Upon making the move into teaching at URI, Menezes has instituted several training techniques from the Metcalf Institute into her courses at URI.
“I apply things from Metcalf Institute training, and especially relate to ways to be an effective communicator and the importance of journalistic coverage to environmental issues directly into my class,” Menezes said.
Environmental science and management graduate student Elise Mason has taken two courses with Menezes and sees her as very personal.

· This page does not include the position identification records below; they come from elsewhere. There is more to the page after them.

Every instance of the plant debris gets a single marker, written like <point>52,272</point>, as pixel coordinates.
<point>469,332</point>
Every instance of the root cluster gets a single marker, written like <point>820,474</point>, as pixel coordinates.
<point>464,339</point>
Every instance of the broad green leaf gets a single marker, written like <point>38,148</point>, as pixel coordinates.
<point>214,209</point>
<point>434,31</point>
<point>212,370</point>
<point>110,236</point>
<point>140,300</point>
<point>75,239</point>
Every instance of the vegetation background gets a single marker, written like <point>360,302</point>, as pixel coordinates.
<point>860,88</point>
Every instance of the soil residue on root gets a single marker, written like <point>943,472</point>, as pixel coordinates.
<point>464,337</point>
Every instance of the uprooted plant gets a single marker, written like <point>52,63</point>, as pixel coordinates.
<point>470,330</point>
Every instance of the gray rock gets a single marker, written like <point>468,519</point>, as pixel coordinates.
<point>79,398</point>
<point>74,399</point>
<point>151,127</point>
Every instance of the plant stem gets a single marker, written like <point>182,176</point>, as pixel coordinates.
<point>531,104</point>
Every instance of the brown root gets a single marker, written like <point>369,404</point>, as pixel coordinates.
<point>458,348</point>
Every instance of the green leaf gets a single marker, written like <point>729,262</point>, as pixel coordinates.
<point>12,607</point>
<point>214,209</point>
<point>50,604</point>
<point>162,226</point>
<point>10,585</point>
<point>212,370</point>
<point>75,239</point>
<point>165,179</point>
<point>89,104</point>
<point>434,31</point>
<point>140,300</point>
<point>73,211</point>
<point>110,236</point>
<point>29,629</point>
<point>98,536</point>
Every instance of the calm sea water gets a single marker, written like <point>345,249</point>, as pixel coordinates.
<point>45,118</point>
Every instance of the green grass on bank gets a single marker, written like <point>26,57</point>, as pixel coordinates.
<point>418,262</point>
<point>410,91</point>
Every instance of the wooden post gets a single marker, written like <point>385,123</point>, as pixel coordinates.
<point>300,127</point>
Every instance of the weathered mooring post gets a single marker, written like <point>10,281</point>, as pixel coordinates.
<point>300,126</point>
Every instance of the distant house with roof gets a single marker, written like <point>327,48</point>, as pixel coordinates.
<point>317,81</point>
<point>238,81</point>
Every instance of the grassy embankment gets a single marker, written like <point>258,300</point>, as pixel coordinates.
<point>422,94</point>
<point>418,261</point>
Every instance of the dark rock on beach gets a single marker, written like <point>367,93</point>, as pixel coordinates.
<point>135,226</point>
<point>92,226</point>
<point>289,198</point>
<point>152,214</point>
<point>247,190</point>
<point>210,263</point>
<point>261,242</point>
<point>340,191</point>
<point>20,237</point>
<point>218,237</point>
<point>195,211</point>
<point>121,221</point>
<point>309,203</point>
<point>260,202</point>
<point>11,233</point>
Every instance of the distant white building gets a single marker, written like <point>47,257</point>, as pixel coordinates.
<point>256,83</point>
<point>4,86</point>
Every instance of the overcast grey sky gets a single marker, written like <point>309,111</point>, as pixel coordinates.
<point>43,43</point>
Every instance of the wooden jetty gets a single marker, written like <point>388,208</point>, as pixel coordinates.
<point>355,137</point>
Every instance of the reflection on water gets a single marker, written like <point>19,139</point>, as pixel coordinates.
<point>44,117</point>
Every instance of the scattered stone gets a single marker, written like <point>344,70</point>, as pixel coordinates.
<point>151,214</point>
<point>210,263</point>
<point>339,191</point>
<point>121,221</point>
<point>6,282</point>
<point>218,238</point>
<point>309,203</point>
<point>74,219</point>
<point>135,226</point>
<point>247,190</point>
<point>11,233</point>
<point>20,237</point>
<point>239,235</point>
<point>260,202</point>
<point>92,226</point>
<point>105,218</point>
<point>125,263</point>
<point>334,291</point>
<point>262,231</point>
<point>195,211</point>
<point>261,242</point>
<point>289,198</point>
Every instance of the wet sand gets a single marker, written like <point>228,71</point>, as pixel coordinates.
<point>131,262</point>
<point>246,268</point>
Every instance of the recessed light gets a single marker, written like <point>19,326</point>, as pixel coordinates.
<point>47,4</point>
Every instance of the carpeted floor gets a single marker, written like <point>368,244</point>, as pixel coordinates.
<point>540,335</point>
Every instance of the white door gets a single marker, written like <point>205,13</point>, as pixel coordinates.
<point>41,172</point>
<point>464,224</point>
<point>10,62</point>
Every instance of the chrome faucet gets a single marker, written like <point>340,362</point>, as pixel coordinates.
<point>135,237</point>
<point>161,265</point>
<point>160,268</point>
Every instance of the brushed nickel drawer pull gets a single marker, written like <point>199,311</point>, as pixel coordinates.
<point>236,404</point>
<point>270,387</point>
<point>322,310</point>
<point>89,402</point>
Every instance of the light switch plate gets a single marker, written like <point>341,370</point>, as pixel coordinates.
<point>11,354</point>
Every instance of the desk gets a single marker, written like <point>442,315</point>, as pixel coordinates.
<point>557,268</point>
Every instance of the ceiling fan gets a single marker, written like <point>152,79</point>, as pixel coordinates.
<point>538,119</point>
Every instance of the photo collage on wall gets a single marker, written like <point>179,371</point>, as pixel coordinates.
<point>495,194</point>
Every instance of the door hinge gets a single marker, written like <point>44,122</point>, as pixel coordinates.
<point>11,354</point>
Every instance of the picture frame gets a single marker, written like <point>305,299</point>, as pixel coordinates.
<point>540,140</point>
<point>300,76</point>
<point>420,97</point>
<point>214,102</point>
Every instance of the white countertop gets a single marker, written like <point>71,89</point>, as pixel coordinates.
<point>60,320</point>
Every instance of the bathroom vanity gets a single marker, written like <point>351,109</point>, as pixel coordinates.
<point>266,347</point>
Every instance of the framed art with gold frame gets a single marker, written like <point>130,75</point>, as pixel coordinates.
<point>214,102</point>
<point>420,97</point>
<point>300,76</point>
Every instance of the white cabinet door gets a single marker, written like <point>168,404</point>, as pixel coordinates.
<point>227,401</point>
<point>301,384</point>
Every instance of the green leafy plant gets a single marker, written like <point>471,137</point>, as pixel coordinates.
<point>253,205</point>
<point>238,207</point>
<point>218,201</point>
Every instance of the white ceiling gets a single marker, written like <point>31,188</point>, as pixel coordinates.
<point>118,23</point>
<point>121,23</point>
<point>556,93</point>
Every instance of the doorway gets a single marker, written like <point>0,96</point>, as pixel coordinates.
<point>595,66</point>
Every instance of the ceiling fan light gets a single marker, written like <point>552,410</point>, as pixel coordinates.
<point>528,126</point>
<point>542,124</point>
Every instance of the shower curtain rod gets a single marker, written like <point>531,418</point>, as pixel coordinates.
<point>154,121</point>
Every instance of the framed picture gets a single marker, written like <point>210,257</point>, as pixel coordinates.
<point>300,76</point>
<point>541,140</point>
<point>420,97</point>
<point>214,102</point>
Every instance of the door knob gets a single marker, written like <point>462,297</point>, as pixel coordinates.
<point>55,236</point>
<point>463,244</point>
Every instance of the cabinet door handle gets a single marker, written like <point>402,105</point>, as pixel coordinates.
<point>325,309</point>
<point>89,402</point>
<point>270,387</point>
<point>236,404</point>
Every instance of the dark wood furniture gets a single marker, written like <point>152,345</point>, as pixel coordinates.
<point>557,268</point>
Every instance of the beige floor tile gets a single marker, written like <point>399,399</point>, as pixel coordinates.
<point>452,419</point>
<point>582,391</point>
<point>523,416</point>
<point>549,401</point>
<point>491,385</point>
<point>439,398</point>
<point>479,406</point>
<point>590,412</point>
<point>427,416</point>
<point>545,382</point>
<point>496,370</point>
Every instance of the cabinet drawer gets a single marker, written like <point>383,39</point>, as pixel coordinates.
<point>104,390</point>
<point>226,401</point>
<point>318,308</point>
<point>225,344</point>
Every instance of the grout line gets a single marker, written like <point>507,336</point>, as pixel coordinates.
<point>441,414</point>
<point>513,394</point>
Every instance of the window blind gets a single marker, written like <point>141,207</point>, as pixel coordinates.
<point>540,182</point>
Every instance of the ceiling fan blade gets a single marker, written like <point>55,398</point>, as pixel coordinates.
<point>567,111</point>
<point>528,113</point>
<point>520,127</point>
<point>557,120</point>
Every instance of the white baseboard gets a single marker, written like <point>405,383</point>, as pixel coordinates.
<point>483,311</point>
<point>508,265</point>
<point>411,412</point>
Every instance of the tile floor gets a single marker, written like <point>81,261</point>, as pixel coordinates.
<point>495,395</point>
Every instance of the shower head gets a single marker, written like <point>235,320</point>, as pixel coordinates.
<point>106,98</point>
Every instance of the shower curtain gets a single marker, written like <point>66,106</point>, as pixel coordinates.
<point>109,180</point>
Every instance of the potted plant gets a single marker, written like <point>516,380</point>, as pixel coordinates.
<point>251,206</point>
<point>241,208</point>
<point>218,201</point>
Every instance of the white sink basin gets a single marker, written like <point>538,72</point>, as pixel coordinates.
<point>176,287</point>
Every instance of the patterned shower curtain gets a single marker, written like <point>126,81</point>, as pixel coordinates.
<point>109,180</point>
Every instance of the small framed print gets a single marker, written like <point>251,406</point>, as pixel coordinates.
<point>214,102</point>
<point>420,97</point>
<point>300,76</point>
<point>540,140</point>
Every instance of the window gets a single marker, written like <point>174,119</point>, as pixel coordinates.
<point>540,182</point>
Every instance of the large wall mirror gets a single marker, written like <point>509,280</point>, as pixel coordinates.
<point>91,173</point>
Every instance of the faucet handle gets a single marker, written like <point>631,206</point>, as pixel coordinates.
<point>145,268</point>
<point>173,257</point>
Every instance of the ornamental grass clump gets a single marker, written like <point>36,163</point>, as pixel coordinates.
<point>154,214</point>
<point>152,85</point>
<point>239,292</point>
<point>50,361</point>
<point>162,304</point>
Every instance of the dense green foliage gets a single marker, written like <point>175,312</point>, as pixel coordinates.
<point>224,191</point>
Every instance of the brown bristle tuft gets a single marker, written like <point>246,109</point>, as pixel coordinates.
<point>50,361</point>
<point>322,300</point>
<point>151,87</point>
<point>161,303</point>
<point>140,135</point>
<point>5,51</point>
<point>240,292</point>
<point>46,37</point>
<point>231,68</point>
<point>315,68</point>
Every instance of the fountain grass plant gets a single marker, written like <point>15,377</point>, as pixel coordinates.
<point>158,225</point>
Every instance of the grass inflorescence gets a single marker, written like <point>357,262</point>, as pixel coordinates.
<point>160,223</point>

According to Mason, Menezes is someone who wants students to form opinions on the topics they discussed in class.
“Her teaching style is very open and conversational,” said Mason. “She really wants to hear your point of view and how you react to the readings that she has assigned and she wants to facilitate a discussion and then relay the information through that.”
Menezes’s greatest achievement at the Metcalf Institute was a symposium hosted at URI known as the Inclusive SciComm Symposium.
“By creating this conference, this was the first time in the U.S. that the very wide variety of disciplines and settings for inclusive science communication could come together and learn from one another,” said Menezes.
One of the goals that Menezes has for the near future is to bring the Metcalf Institute more thoroughly into the URI Kingston Campus in the future.
“We are trying to make sure that the Metcalf Institute is really integrated across URI,” said Menezes. “Especially since we’ve moved from the main campus to the Bay Campus, I spent a lot of time meeting with faculty and staff across URI to think about ways that we can be working across departments and colleges.”